The peaceful nature of the protest took a turn at around 9pm, when ordinary policemen located at the barricade were replaced with specialised units armed head-to-toe with protective gear and ‘less lethal’ weapons. Their threatening presence was sporadically met with flying rotten eggs or the unpleasant smell of a stink bomb. At 9:30pm, with the sensibilities of the militarised forces already very much wounded, the whistle signalling the forthcoming repression began to sound. First, there was the sting of pepper spray in the eyes of those gathered in front of the barricade, including members of the press and legal observers. When this only caused the crowd to fall back a few metres, canisters of tear gas were launched.
Amid the confusion, several squadrons of black boots emerged from behind the barricade and entered into formation to carry out the eviction. Almost all the cobbled streets of Old San Juan once again witnessed scenes of street fights between protesters resisting the order to disperse, and riot police shooting rubber bullets and pellets at close range, trampling and kicking those who fell to the ground, and smothering those who had yet to recover from the previous onslaught of tear gas. Three other people were violently arrested and must appear before a judge in September to settle their criminal charges.
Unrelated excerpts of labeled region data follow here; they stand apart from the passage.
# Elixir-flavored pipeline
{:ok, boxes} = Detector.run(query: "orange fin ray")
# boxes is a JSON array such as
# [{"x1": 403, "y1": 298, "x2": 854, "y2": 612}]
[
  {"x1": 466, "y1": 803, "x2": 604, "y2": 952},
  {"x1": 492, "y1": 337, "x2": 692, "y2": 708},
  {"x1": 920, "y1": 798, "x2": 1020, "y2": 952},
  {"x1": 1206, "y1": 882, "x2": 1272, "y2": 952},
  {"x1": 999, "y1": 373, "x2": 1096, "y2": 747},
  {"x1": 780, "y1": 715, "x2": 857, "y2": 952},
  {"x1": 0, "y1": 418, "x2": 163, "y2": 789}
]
Dozens more were injured, including a 70-year-old trumpet player and a young trans woman who had to go to the hospital to remove pellets embedded in her skin.
The next day, the police commissioner, who remains under US court supervision due to a pattern of civil rights violations, justified the violent raid, arguing that the officers had been assaulted with eggs, stones and even a shovel, which turned out to be a prop of an actor who had turned up at the protest as Pateco the gravedigger. A new, anonymous call for a rally on Saturday night is now circulating social media.